Microsoft AI head Mustafa Suleyman says anyone can use information on internet to train their AI models for free

Microsoft AI head, Mustafa Suleyman believes that everything available on the internet is free to use to train AI models. During an interview with CNBC, Suleyman downplayed concerns about AI companies accessing intellectual property. He believes that freely copying and using publicly available content has been the norm online since a long time.

He said, “I think that with respect to content that’s already on the open web, the social contract of that content since the ‘90s has been that it is fair use. Anyone can copy it, recreate with it, reproduce with it.
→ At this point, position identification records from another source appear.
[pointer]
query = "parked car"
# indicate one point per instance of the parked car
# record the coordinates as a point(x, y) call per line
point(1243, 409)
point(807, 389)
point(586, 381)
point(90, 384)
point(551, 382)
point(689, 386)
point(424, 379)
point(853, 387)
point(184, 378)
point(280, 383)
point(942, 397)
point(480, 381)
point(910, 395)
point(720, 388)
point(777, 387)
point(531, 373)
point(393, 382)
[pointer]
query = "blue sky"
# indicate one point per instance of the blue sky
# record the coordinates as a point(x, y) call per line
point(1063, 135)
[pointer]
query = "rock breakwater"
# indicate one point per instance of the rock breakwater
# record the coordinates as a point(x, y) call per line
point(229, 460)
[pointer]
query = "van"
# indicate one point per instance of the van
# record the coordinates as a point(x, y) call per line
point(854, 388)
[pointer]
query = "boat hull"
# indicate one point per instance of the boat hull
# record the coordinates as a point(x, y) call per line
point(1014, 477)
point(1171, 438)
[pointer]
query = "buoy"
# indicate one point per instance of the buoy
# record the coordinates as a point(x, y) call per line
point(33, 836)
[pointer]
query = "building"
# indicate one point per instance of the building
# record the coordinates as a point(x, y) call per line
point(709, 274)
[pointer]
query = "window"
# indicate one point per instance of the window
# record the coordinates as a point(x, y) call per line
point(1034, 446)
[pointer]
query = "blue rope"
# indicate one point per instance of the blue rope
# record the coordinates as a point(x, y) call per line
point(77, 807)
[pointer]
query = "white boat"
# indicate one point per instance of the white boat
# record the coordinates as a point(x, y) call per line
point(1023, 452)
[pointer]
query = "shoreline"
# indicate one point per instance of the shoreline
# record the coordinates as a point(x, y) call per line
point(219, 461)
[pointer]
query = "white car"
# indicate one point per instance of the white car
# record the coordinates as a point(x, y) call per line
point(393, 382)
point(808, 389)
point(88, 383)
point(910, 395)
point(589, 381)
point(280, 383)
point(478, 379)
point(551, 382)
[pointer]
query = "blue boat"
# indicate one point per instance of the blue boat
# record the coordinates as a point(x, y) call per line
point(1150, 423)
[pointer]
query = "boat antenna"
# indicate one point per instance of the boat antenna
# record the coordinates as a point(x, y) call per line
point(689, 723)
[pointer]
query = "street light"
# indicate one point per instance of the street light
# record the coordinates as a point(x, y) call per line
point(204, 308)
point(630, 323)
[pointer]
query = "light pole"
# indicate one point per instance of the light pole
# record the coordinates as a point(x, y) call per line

That has been ‘freeware,’ if you like, that’s been the understanding.”

He further stated that unless a publisher or news organisation explicitly request to “not to scrape or crawl” their content other than indexing, AI companies can use it to train AI models. He said, “There’s a separate category where a website, or a publisher, or a news organization had explicitly said ‘do not scrape or crawl me for any other reason than indexing me so that other people can find this content.’ That’s a grey area, and I think it’s going to work its way through the courts.”

Back in May this year, eight American newspaper publishers lodged a lawsuit against Microsoft and OpenAI, accusing the companies of unauthorised usage of their articles in artificial intelligence products. The publishers, which operate major newspapers including the New York Daily News and the Chicago Tribune, allege that Microsoft’s Copilot assistant and OpenAI’s ChatGPT have been using their copyrighted articles without permission or payment.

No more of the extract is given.